OpenAI itself holds almost none of it.
It’s an unusual setup. It works when capital is cheap and everyone is optimistic. It’s trickier in a world where money actually costs something again.
This doesn’t mean OpenAI fails, not at all.
It just means the economics of AI training are expensive enough that companies with their own silicon (like Google) are positioned very differently for the long haul.
Macro Is Quietly Pushing the Industry Toward Efficiency
Here’s a stat that’s hard to ignore:
24 cents of every U.S. tax dollar now goes to interest payments.
That’s a big deal. Not because of the number itself, but because it shows how expensive capital has become and how selective investors are becoming in response.
When money isn’t free:
Efficiency matters
Owning your silicon matters
Cloud margin pressure matters
Energy cost matters
Vertical integration really matters
Google sits on the right side of all of those.
So What’s Actually Being Repriced?
This isn’t about who “wins AI.”
It’s about how markets reward different business models over time.

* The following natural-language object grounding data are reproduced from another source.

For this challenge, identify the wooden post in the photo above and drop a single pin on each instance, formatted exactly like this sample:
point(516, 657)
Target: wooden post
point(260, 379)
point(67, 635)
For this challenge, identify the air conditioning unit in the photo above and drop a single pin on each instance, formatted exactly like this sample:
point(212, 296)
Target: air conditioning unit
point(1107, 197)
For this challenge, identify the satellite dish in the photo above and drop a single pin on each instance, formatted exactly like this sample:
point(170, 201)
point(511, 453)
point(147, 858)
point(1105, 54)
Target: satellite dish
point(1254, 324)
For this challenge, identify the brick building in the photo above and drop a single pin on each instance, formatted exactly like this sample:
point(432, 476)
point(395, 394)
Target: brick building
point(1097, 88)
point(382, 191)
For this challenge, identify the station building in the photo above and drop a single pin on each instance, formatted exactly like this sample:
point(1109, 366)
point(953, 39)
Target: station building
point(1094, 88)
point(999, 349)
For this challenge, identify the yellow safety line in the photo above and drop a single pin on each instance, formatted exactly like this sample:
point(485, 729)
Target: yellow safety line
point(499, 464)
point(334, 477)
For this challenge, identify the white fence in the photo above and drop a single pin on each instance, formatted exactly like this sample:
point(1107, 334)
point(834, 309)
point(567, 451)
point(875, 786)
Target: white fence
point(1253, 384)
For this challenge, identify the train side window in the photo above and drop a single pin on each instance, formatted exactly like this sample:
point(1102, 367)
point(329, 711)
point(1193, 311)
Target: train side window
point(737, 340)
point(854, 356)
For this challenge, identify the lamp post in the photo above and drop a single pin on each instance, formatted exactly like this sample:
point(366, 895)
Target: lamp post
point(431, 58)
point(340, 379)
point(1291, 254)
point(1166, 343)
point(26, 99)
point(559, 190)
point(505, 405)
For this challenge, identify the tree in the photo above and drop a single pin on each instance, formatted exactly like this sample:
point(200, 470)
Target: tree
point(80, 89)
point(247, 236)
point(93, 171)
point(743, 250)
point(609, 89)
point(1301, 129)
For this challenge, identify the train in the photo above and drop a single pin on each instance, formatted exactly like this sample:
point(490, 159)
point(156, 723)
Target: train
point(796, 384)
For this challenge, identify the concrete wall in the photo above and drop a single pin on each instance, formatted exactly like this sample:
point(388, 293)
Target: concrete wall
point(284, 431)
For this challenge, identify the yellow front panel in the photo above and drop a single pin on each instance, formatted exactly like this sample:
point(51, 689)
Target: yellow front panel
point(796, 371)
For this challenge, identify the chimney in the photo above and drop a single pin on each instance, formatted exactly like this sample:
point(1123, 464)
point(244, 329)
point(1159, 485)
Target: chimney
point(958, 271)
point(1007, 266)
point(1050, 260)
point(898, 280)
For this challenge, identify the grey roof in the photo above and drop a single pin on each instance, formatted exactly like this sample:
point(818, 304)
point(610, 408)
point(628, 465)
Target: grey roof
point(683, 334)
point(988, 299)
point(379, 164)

Here’s what’s being priced into GOOGL today:
TPU economics are improving
Google’s AI share is rising
Cloud margins look healthier
Search + YouTube benefit from AI, not the other way around
Nvidia’s customers, not Nvidia, absorb the margin squeeze
And the most important piece: efficiency is becoming a competitive moat
We’re moving from a “GPU scarcity” narrative to a “cost-efficient scale” narrative.
That’s a huge shift, and Google is built for it.
A Quick Closing Thought
This isn’t the full Google deep dive. That’s coming next, and it’ll go deeper into the fundamentals, the AI roadmap, and all of the technical analysis behind the setup.
Think of this note as the warm-up lap, the context you need to understand why the deeper story matters.
And honestly? It’s one of the most interesting storylines in markets right now.
This content is for educational purposes only and isn’t investment advice or a recommendation to buy or sell any security.